4. Pendidikan Agama dan Moral
Islam mengajarkan pentingnya pendidikan agama dan moral untuk membentuk karakter yang baik pada anak-anak. Selain pendidikan formal, orang tua dituntut untuk mengajarkan nilai-nilai kebaikan, etika, dan budi pekerti yang tinggi.

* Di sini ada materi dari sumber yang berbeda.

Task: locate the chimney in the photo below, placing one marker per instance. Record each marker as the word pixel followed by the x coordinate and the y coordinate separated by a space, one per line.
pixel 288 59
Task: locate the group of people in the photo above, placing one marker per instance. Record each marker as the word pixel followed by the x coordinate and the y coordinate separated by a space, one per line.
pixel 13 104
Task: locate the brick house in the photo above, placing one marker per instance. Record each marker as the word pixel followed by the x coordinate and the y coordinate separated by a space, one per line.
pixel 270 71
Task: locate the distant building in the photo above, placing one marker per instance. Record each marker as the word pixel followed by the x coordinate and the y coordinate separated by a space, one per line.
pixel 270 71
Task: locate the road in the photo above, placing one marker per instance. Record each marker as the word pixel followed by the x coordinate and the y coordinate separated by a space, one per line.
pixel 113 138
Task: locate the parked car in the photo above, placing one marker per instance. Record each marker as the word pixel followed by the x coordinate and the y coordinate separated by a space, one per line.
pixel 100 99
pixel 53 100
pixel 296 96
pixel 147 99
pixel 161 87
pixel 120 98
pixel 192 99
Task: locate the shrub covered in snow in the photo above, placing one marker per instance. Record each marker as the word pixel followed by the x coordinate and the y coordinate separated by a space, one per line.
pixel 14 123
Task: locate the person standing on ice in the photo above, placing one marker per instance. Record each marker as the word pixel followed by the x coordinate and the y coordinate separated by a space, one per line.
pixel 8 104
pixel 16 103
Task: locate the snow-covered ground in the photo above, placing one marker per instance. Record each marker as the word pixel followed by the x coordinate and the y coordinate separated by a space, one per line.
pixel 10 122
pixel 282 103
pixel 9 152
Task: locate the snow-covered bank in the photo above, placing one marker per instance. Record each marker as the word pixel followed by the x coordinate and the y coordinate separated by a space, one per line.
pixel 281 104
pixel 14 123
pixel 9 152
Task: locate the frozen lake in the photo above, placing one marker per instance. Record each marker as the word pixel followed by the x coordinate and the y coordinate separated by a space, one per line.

5. Perlindungan Terhadap Kesehatan
Islam juga mendorong untuk menjaga kesehatan anak dengan baik, termasuk memberikan asupan gizi yang seimbang dan menjaga kebersihan diri. Disini peran negara juga ikut andil seperti memfasilitasi kesehatan secara cuma-cuma. 

6. Perlindungan Terhadap Pengaruh Negatif
Orang tua dan masyarakat dalam ajaran Islam bertanggung jawab untuk melindungi anak-anak dari pengaruh negatif, termasuk konten yang tidak pantas dan lingkungan yang buruk.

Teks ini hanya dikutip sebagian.